Meme Coin Frenzy Under the White House Policy Favor

● Policy Tone: On January 25, the White House released a policy statement on crypto assets, providing directional signals to the market, with the overall wording being interpreted as relatively friendly, emphasizing the promotion of innovation within a compliance framework. On the same day, CFTC Chairman Mike Selig stated that the U.S. is very suitable for entrepreneurship as the "world's cryptocurrency capital," further reinforcing the U.S. positioning to maintain an advantage in the global crypto and Web3 competition. Although specific terms and execution timelines have not yet been clarified, the "non-hostile" nature of the policy direction itself is sufficient to act as an emotional catalyst.

● Speculative Resonance: Under the warm regulatory winds, risk capital did not first flow into infrastructure or compliant assets, but quickly surged into high-volatility assets—GMGN data shows that BSC ecosystem Meme coins surged by 102.3% in 24 hours. This phenomenon presents a typical picture: at the macro level, the policy narrative emphasizes long-cycle innovation and industrial development; at the micro trading level, on-site funds interpret it in a more short-sighted manner as a "speculative window under the policy shield," prioritizing the short-term elevation of the most emotionally amplifying targets.

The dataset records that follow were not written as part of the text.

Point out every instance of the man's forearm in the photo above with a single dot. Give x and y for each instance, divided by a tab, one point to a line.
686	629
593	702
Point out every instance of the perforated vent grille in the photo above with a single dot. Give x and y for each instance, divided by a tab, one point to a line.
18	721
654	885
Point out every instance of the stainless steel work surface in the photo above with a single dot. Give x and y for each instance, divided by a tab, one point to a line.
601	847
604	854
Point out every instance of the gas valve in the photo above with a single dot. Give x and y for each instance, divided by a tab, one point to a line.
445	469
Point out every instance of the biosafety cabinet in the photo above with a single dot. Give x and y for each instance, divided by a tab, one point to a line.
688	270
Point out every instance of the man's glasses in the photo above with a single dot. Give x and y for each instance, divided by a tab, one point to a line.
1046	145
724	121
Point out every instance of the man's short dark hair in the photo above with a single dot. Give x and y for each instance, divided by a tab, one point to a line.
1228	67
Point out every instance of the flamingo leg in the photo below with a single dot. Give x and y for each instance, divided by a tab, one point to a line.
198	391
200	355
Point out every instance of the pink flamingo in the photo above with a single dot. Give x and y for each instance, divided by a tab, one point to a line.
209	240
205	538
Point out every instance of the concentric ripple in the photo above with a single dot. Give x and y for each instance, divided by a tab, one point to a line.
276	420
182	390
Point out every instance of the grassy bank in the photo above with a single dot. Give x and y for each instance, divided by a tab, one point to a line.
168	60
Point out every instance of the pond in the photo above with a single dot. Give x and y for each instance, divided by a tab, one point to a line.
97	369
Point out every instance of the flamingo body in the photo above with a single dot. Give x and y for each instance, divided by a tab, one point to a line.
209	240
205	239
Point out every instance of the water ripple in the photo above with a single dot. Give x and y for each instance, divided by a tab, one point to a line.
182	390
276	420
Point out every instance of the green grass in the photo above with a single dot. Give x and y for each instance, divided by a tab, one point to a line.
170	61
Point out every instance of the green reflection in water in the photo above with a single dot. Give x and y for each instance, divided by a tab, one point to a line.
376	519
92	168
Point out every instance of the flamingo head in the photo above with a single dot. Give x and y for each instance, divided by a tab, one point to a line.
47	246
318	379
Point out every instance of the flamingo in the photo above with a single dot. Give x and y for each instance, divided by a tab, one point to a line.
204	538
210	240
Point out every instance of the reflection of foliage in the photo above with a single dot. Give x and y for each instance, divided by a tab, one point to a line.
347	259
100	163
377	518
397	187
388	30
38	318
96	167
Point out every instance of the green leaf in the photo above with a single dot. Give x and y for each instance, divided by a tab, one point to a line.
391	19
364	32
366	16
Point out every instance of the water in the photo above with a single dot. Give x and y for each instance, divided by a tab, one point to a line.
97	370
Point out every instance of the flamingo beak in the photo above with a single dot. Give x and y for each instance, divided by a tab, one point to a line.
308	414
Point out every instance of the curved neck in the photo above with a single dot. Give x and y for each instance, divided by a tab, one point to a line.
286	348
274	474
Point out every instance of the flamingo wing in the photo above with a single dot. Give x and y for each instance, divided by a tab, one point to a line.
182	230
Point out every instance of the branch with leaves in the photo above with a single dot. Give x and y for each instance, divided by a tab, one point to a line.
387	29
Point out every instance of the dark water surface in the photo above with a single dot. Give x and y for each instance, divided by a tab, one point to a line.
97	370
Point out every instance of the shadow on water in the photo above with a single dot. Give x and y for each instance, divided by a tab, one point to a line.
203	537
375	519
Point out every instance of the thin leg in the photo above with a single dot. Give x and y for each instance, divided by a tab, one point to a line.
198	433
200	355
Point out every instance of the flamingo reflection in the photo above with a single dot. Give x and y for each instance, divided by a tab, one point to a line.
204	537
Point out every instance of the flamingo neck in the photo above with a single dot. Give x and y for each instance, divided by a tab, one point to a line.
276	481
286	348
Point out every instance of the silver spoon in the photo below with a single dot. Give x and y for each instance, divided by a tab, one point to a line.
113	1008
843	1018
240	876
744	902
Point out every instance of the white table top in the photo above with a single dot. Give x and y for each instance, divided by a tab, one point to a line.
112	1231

● Expectation Misalignment: According to the policy's original intention, the warm regulatory winds should be more beneficial to compliant trading platforms, infrastructure projects, and quality assets that can be incorporated into the traditional financial system, but in reality, high-volatility targets like Meme coins absorbed the new risk appetite first. This misalignment of "fund flow and policy direction" will lead to two major consequences: first, it exacerbates bubble formation, forcing regulators to weigh the balance between "risk prevention" and "innovation promotion" when formulating more detailed rules later; second, it puts technology and application projects that truly rely on long-term capital support in a situation where their funds are siphoned off by emotional assets in the early stages.

● Disconnection Between Emotion and Fundamentals: It is important to emphasize that the current White House statement remains at a directional level, with key issues such as specific implementation details, compliance thresholds, tax and disclosure requirements yet to be established. In this highly uncertain environment, the strong fluctuations of short-term emotions and the slow construction of long-term institutional frameworks naturally exist in misalignment. The market prices in a "first speculate on emotions, then look for implementation" manner, meaning that if subsequent rules do not meet expectations, the speculative premium currently supported by policy imagination may quickly unwind.

Ethereum Expansion Achievements and Concerns in the Prediction Market

● Expansion Progress: Beneath the surface filled with emotions and speculation, underlying technology is still advancing steadily. Bitfinex data shows that Ethereum Layer 2 can now process about 2.88 million transactions per day, while overall fees remain at relatively low levels, indicating that the expansion plan has entered a usable and scalable stage in terms of throughput and cost control. Such data provides a realistic foundation for the "large-scale landing of on-chain applications" and creates conditions for the future migration of more complex financial and gaming scenarios.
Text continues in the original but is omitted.